Le transfert d’argent entre particuliers vers les pays en développement se fait de plus en plus souvent via les téléphones portables. Un marché jusqu’ici dominé par les mastodontes du secteur, mais qui voit arriver des start-up.
Selon la Banque mondiale, les transferts d’argent réguliers représentent un marché en pleine expansion : +9,6% en un an, avec un montant total des envois d’argent entre particuliers qui a atteint 689 milliards de dollars, dont 529 milliards à destination d’habitants de pays en développement. Si Western Union, MoneyGram ou Ria tiennent encore largement le marché, tout comme les banques, leur domination pourrait bien vaciller dans les prochaines années.
Les expéditeurs doivent en effet s’acquitter de frais élevés, souvent supérieurs à 10%, avec des délais longs et aléatoires. Mais depuis une dizaine d’années, le secteur voit émerger des start-up qui proposent des services financiers couplés à de la technologie mobile. Il est de plus en plus courant d’envoyer de l’argent par son téléphone portable ou par internet de son ordinateur et ainsi de contourner les acteurs classiques.
Des « fintechs » à croissance rapide
Ces « fintechs » aux pratiques innovantes dynamisent la concurrence et rebattent les cartes. En peu de temps, elles ont connu une croissance rapide, preuve qu’il y avait une demande. Mais les majors surveillent de près leur développement et entendent bien défendre leur territoire. Si certaines d’entre elles tiennent à garder leur indépendance, d’autres ont franchi le pas en se faisant racheter à prix d’or par les géants du web chinois et américains, mais aussi par les grands opérateurs de télécoms comme Vodafone et son système d’argent mobile M-Pesa, très utilisé au Kenya. L’opérateur français Orange n’est pas en reste : en 2018, il a développé un partenariat avec le sud-africain MTN pour développer leurs services de transfert d’argent mobile en Afrique.

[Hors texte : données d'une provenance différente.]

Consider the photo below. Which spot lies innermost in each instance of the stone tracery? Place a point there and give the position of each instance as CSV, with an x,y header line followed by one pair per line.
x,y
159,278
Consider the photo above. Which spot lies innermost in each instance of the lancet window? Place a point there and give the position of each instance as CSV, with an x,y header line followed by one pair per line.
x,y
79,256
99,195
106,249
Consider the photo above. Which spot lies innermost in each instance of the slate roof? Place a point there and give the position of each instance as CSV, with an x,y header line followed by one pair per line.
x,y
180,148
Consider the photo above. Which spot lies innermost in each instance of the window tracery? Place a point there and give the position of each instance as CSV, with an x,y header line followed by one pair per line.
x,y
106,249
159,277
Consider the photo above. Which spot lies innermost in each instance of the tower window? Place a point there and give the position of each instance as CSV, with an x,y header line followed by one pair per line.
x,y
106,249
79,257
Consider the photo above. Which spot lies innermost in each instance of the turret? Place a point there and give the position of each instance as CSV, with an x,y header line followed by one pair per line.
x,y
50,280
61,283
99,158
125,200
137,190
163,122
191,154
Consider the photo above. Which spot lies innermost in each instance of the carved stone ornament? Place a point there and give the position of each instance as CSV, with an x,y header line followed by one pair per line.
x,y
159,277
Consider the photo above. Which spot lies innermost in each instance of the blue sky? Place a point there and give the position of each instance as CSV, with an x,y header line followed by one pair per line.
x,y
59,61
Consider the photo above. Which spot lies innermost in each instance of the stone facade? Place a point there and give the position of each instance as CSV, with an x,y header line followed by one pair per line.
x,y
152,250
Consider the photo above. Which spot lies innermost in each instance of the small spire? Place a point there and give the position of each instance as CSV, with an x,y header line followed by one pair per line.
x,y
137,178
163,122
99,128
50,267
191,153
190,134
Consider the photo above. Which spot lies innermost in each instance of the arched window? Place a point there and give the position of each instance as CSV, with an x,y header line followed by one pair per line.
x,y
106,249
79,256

En perpétuel mouvement, ce secteur évolue au rythme des nombreuses ventes. La société Ant Financial, filiale d’Alibaba, a mis sur la table 700 millions d’euros pour récupérer dans son escarcelle la start-up britannique WorldFirst. L’américain PayPal a déroulé le tapis rouge à la start-up américaine Xoom. L’opération lui a coûté près de 900 millions d’euros. Alors que l’américaine Remitly a choisi de rejoindre Ria, l’une des compagnies leaders sur le transfert d’argent. Dans ce paysage en mouvement, le cas de TransferWise détonne. Cette start-up britannique toujours indépendante se targue de lever le plus de fonds avec un financement de 400 millions de dollars. Elle est valorisée de 3,5 milliards de dollars.
L’exemple WorldRemit
Sans oublier WorldRemit, également indépendante, fondée il y a neuf ans par Ismail Ahmed. Né au Somaliland, une région située au nord de la Corne de l’Afrique, il a connu, enfant, l’attente de ses parents quand les transferts d’argent tardaient à venir. Étudiant, il consacre sa thèse sur l’impact des envois d’argent de particuliers puis rejoint le Programme des Nations unies pour le développement où, là aussi, il traite le sujet. À 50 ans, il lance sa start-up WorldRemit et se spécialise dans l’envoi de petits montants ou la recharge de cartes téléphoniques. Une belle réussite : la start-up lève aujourd’hui 400 millions de dollars. Avec 100 millions de revenus l’année dernière, elle agit dans une cinquantaine de pays pour l’envoi des fonds dont la destination touche 145 pays. Elle est l’une des rares start-up rentables
Le paysage risque encore d’évoluer, mais la multiplication des acteurs et le passage au numérique auront eu pour mérite de faire baisser les coûts des commissions sur les transferts d’argent et d’apporter plus de transparence en augmentant le volume d’argent dématérialisé au détriment des espèces.